Why Drug Patents Exist
Developing a new drug is expensive and risky. A 2024 analysis published in JAMA Network Open estimated that the average cost of bringing a single new drug to market is roughly $173 million. When you factor in the cost of all the failed candidates that never made it through trials, that figure jumps to about $516 million. Other estimates, depending on the therapeutic area and modeling assumptions, range from $314 million to over $4 billion.
Patents exist to make that gamble worthwhile. Without a period of exclusivity, a competitor could simply copy a newly approved drug, skip the years of research, and sell it at a fraction of the price. The original developer would never recoup its investment, and the financial incentive to discover new treatments would collapse. The patent system is essentially a trade-off: the public grants a temporary monopoly, and in return, it gets new medicines that might not otherwise exist.
What Happens When a Patent Expires
Once a drug’s patents expire, other manufacturers can apply to produce generic versions. Generic drugs contain the same active ingredient, in the same dose and form, as the original. They don’t need to repeat full clinical trials. Instead, they only need to demonstrate that their version is absorbed by the body in the same way as the brand-name product.
The price effects are dramatic. A systematic review of 12 studies found that generic drug prices typically fall to between 7% and 66% of the brand-name price within one to five years after patent expiry. In one U.S. study, generics dropped to about 55% of the original price within 12 months. In the UK, prices fell even more steeply, dropping to roughly 4% of the original price within four years. The more generic competitors that enter the market, the lower prices tend to go. One analysis found that each additional generic manufacturer drove prices down by about 13% on average.

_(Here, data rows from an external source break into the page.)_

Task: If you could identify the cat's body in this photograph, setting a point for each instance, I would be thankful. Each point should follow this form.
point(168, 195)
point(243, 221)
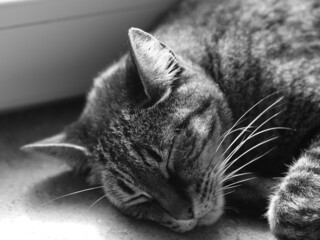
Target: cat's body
point(154, 124)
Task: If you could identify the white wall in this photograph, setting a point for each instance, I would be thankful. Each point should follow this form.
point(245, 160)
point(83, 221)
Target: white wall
point(53, 49)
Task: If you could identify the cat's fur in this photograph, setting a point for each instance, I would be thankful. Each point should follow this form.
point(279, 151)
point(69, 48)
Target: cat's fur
point(154, 120)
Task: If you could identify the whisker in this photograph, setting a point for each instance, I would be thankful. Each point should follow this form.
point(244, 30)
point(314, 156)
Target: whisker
point(251, 123)
point(253, 134)
point(97, 201)
point(235, 176)
point(237, 183)
point(253, 160)
point(231, 208)
point(249, 150)
point(243, 115)
point(245, 129)
point(73, 193)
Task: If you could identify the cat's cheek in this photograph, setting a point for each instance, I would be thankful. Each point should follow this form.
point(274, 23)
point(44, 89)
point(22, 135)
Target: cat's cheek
point(210, 218)
point(179, 225)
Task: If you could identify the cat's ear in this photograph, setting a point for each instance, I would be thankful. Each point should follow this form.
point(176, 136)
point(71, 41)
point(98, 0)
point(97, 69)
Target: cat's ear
point(60, 146)
point(157, 65)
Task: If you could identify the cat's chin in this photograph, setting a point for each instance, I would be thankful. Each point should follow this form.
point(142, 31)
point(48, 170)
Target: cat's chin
point(210, 218)
point(180, 225)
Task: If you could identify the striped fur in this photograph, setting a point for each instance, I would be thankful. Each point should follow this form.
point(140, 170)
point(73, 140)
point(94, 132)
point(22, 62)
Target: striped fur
point(174, 126)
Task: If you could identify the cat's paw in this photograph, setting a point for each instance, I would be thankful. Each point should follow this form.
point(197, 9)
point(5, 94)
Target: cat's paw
point(210, 218)
point(294, 210)
point(179, 225)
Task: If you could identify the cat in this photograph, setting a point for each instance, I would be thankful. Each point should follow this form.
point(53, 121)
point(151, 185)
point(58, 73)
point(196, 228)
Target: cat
point(217, 90)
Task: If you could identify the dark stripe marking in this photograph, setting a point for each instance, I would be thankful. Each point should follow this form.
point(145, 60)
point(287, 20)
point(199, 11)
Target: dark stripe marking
point(154, 155)
point(125, 187)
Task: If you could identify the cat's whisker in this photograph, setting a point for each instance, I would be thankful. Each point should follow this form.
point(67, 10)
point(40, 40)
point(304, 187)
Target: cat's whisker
point(253, 134)
point(248, 163)
point(71, 194)
point(245, 129)
point(236, 184)
point(251, 123)
point(99, 199)
point(231, 208)
point(247, 151)
point(234, 176)
point(243, 115)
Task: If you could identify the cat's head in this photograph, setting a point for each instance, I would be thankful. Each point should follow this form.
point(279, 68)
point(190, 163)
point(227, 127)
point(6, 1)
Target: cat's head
point(149, 135)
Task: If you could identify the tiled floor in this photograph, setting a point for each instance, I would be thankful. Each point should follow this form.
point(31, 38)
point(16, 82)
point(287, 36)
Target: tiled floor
point(27, 183)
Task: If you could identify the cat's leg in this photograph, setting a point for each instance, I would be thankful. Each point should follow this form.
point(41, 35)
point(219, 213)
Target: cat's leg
point(294, 210)
point(250, 197)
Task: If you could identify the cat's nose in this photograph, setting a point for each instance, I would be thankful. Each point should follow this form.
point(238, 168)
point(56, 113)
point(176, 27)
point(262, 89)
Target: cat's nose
point(181, 211)
point(185, 214)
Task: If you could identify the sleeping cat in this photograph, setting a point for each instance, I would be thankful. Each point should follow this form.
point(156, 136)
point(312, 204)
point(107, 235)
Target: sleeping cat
point(218, 90)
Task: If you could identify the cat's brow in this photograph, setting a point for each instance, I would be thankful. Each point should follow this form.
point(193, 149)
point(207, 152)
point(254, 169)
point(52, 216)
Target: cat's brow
point(203, 107)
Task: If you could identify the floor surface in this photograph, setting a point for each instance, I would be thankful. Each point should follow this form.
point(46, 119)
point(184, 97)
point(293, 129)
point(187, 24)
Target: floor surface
point(28, 182)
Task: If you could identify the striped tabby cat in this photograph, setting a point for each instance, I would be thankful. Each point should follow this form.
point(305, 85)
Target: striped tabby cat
point(218, 90)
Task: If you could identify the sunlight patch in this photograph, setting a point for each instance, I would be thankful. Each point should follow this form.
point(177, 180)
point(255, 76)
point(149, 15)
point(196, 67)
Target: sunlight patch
point(27, 229)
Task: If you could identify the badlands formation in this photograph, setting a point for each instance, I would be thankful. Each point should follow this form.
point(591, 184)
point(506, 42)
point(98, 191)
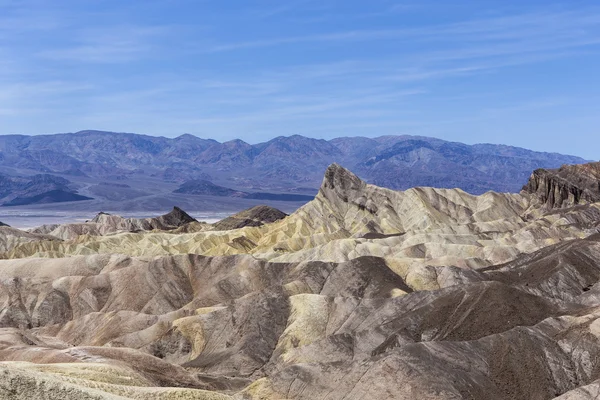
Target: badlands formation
point(363, 293)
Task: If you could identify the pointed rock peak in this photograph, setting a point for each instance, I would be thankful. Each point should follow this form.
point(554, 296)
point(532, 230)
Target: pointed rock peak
point(567, 186)
point(341, 183)
point(99, 216)
point(177, 217)
point(338, 177)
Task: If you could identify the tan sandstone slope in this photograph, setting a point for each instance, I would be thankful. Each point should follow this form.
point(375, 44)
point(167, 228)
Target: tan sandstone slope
point(363, 293)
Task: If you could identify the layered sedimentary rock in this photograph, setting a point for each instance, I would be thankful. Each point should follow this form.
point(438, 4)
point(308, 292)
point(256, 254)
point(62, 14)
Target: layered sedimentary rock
point(107, 224)
point(567, 186)
point(363, 293)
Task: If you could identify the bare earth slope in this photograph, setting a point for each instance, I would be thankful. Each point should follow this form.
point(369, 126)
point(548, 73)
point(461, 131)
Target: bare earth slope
point(363, 293)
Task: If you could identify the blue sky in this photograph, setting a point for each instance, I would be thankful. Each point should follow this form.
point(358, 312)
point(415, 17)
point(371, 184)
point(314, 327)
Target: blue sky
point(524, 73)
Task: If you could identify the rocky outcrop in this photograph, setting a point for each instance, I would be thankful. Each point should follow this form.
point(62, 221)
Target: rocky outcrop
point(363, 293)
point(107, 224)
point(255, 216)
point(567, 186)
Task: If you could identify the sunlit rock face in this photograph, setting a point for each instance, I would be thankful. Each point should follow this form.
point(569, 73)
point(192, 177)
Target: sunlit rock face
point(363, 293)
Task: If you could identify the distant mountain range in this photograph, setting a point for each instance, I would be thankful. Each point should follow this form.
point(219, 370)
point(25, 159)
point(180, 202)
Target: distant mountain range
point(130, 170)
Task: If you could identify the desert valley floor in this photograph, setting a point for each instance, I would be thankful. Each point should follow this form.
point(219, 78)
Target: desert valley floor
point(362, 293)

How Companies Extend Their Monopoly
Pharmaceutical companies sometimes use a strategy known as “evergreening” to push back the date when generics can enter. Rather than inventing an entirely new drug, they file additional patents on modifications to the existing one. These secondary patents might cover a new formulation (switching from a capsule to a tablet), a different dosage, an alternative delivery method (switching from an intravenous infusion to a subcutaneous injection), or even new packaging.
A well-known example involves the breast cancer drug trastuzumab. Its manufacturer received approval for a new subcutaneous injection form in 2013, just months before the patent on the original intravenous version expired in 2014. The new patent on the injection form effectively extended the period of market exclusivity, delaying the uptake of cheaper alternatives.
These strategies are legal, and the new versions sometimes offer genuine benefits to patients, like more convenient dosing. But critics argue that many of these modifications are minor and exist primarily to block generic competition and keep prices high. It’s one of the most contentious issues in pharmaceutical policy, sitting at the intersection of innovation incentives and drug affordability.
Patent Protection vs. FDA Exclusivity
Patents aren’t the only barrier to generic competition. The FDA also grants periods of “marketing exclusivity” that are separate from patent rights. For instance, a completely new active ingredient gets five years of exclusivity from its approval date, during which the FDA won’t even accept a generic application. Drugs approved for new uses or in new forms can receive three years. Orphan drugs (those treating rare diseases) receive seven years.
The key difference: patents are granted by the Patent and Trademark Office based on the invention itself, while exclusivity is granted by the FDA as a reward for completing the clinical work needed for approval. The two protections can overlap, and whichever one lasts longer is the one that effectively keeps generics off the market. In practice, drug companies rely on both systems working together to maximize the window during which they’re the only seller.